Seeing that Binance and its neighbor are fighting fiercely on web3 wallets, I bring up this topic. The following is just my personal summary, and everyone is welcome to discuss it.

The origin and development of exchanges

  1. Initial transaction needs: In the early days of virtual currencies, transactions were usually peer-to-peer, for example, through forums or direct contact. This method was feasible when the transaction volume was small, but as the number of users and transaction volume increased, this method became inefficient and insecure.

  2. Growing demand for matching transactions: As the popularity and acceptance of virtual currencies increases, the demand for a platform that can quickly and efficiently match large numbers of buy and sell orders increases. This led to the birth and development of exchanges.

  3. Efficiency and Liquidity: The exchange improves the efficiency and liquidity of transactions by centralizing users’ buy and sell orders. This means users can find counterparties and complete transactions faster. To put it simply, for both parties to the transaction: fast, appropriate price, and low handling fee.

  4. Diversified services: The exchange not only provides basic buying and selling services, but also provides advanced trading options such as leverage trading, futures trading, and other related services such as fund storage, asset management, etc.

The relationship and difference between exchanges and wallets

  • In the early stages, wallets and accounts are the basic tools used to store and manage assets. As trading demand grows, centralized exchanges have emerged to provide more efficient trade matching services.

  • The emergence of exchanges does not replace the function of wallets, but serves as a supplement and extension, especially in handling large and complex transactions. However, the exchange implements transaction matching by storing users' funds in the exchange's wallet.

  • The difference between exchanges and wallets should mainly be:

    1. Security: The wallet reduces the risk of funds being misappropriated by centralized exchange funds (see FTX). However, users need to be responsible for the security of their own wallets, such as being hacked and causing key leaks.

    2. Trading variety and liquidity: Centralized exchanges typically offer a greater variety of trading pairs and higher liquidity. This is very important for users who are looking for specific trading pairs or need to execute large trades quickly.

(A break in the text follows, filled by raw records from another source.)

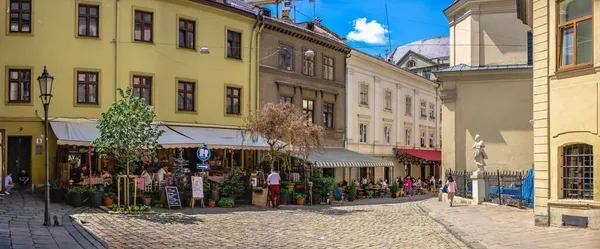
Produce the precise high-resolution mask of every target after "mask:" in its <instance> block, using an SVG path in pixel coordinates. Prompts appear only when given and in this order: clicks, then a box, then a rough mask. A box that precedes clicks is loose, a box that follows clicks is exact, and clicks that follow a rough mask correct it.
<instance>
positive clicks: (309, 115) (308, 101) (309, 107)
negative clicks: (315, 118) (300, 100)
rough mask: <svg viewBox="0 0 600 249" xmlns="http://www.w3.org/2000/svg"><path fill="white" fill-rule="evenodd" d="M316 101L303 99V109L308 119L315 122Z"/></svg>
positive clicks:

    3. Decentralization: The transaction characteristics of decentralized wallets provide higher anonymity and decentralization, but this is only for virtual currencies and does not involve the deposit and withdrawal of legal currency.

most reasonable way

Taking into account the security of account funds, the efficiency and low cost of transactions, isn’t the most reasonable way:

  1. Legal fiat currency exchange;

  2. Virtual currency is stored in the wallet daily;

  3. When you need to trade, recharge to the exchange;

  4. After the transaction is completed, withdraw the money to the wallet;

  5. Keep your keys safely.

However, why are both Binance and OKX now reversing the course and cramming so many trading functions into their wallets? Spot flash swaps are plugged in, financial loans are plugged in, and contracts are also being tested. I can't understand it, I really can't understand it. Is it because of the impact of the FTX incident? Is it because the anonymity of the wallet prevents Gov censorship?